Bush, along with New York Democrat Alexandria Ocasio-Cortez and others, called on their House colleagues to return to Washington after leaving for recess and pushed the White House to step in.

A "largely preventable tragedy"

During his remarks Tuesday, Biden reiterated the danger of the delta variant, noting it now accounts for over 80% of all current coronavirus cases in the U.S.

Calling the current surge a "largely preventable tragedy," the president emphasized that unlike past surges of the virus, "we have the tools to prevent this rise in cases from shutting down our businesses, our schools, our society."

He noted that despite the increase in cases, there has not been a comparable rise in hospitalizations or deaths in most parts of the country, due to the effectiveness of the vaccine.
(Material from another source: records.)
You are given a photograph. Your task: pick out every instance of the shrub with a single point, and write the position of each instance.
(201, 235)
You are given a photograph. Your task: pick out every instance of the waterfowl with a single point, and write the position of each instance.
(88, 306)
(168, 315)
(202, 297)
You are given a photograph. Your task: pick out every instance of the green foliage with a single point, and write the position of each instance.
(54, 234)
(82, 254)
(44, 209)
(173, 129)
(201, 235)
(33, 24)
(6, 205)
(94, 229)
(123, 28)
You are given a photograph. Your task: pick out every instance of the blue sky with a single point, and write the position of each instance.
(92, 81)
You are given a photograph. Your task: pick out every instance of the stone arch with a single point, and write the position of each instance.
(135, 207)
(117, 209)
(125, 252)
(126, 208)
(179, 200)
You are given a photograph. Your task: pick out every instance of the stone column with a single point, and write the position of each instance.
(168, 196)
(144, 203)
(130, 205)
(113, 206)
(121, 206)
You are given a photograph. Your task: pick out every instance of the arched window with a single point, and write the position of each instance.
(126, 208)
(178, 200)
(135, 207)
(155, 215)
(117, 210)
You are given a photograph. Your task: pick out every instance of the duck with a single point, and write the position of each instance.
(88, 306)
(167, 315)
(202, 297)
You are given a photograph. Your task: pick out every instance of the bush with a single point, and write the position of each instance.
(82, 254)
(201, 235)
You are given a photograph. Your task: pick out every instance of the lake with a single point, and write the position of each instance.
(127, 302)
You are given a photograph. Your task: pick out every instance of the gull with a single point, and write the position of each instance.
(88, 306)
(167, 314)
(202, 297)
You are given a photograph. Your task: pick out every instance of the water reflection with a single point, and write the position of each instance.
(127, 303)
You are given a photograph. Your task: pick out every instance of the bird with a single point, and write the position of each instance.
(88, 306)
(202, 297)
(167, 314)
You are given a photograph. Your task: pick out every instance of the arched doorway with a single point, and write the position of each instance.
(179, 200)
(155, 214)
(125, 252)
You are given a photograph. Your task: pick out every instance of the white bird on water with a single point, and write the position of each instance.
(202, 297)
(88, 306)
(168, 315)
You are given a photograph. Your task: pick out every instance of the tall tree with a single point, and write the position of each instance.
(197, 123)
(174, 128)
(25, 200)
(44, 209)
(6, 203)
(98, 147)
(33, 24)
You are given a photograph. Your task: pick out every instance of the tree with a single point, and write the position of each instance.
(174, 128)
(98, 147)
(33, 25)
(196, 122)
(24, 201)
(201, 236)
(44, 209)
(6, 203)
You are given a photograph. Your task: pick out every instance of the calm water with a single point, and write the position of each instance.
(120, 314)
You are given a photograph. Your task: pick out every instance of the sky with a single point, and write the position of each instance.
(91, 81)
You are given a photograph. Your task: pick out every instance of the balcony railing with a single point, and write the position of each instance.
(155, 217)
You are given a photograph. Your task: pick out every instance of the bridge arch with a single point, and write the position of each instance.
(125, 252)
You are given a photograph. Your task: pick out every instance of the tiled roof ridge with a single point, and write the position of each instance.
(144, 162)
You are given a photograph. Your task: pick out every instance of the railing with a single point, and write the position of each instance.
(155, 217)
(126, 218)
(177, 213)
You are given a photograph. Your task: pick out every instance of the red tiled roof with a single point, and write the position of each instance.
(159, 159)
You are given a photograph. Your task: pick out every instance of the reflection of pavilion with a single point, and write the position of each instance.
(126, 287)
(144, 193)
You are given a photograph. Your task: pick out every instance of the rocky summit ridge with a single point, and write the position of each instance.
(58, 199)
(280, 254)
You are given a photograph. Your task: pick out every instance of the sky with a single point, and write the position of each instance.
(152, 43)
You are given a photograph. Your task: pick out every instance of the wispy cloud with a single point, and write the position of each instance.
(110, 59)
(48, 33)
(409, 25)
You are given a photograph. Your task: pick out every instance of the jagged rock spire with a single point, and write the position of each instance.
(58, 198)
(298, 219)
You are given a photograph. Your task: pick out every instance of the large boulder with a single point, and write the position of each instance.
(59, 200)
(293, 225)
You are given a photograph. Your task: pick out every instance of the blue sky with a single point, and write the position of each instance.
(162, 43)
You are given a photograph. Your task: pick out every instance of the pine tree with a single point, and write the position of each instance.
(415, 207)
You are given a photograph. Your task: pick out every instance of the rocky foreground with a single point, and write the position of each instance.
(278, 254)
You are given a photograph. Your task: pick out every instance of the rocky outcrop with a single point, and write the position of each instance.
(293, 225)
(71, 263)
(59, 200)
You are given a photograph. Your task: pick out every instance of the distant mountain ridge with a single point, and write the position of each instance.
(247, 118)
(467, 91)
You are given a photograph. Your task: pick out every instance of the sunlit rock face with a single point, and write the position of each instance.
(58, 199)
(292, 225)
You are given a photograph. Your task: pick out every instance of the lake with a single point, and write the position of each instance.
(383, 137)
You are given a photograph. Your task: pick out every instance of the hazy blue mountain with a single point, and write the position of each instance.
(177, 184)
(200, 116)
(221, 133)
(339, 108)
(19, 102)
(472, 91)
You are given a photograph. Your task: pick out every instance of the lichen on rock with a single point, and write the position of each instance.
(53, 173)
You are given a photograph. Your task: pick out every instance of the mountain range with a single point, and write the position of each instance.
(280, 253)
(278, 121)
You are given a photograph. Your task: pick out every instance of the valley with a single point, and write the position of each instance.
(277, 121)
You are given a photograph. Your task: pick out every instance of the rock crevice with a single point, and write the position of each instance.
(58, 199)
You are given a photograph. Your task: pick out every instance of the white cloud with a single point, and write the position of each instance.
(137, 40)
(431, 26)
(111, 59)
"We have a pandemic of the unvaccinated," Biden said. "If you're vaccinated, you're highly unlikely to get COVID-19 and even if you do, the chances are you won't show any symptoms and if you do, they'll most likely be very mild. Vaccinated people are almost never hospitalized with COVID-19."

He pointed to Vermont, the most vaccinated state in the country, which he said has seen just five new cases of COVID-19 per day for every 100,000 people who live there.

By contrast, he noted that Florida and Texas — states with lower vaccination rates — account for one-third of all new COVID-19 cases in the entire country.

He urged people to get the vaccine before it's too late.